Published:December 01, 2022DOI:https://doi.org/10.1016/j.amepre.2022.09.028

      Introduction

      Many low-income U.S. households experience food security changes over time, but little is known about how labor market transitions contribute to these changes. This paper uses longitudinal survey data collected from 2017 to 2020 to explore how changes in employment and earnings are associated with changes in food security status.

      Methods

      Analyses were conducted in the spring of 2022 and include nearly 3,500 individuals who participated in the Supplemental Nutrition Assistance Program Employment and Training program.
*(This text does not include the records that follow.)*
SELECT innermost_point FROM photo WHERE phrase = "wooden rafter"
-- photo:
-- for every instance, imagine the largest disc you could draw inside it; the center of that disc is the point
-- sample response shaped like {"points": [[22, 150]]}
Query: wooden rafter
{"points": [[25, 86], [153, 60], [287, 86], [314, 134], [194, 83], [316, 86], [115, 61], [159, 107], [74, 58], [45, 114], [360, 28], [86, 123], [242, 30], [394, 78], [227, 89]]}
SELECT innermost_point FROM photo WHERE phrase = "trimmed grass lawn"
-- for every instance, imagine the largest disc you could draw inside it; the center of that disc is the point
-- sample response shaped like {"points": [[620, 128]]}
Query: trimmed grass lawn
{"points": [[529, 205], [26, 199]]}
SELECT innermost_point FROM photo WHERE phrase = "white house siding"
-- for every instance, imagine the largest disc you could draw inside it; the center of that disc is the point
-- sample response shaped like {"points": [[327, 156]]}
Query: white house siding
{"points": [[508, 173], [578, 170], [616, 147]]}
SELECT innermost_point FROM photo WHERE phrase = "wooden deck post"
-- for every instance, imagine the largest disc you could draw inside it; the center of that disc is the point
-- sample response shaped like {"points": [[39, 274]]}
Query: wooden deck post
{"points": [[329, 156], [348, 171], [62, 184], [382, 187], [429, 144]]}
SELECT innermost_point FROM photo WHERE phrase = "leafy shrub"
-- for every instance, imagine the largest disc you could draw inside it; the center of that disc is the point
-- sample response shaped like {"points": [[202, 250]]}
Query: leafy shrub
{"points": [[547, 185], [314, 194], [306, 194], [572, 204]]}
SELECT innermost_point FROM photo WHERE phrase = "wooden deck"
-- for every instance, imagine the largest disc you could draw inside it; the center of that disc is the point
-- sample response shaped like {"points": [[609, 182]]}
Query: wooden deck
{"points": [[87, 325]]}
Individuals responded to surveys at 2 points in time—12 months and 36 months after study enrollment—which asked for employment, earnings, and food security information. Logistic regression models were used to estimate the associations between food security transitions and employment and earnings changes. Analyses also were conducted to assess whether these associations differed on the basis of individuals’ previous employment and earnings volatility.

      Results

      Individuals who experienced a job loss 2 months before the second survey interview had higher odds of becoming food insecure (OR=2.67; 95% CI=1.24, 5.75); those who experienced an earnings reduction in the month before the interview also had higher odds of becoming food insecure (OR=1.89; 95% CI=1.03, 3.47). The association between experiencing a job loss and becoming food insecure was greater among those who had experienced past earnings changes. There were no statistically significant associations between changes in earnings and employment and the likelihood of becoming food secure.

      Conclusions

      Employment losses and earnings reductions are associated with becoming food insecure among Supplemental Nutrition Assistance Program Employment and Training participants. Providing additional support to individuals who experience these losses and reductions may reduce their risk of becoming food insecure.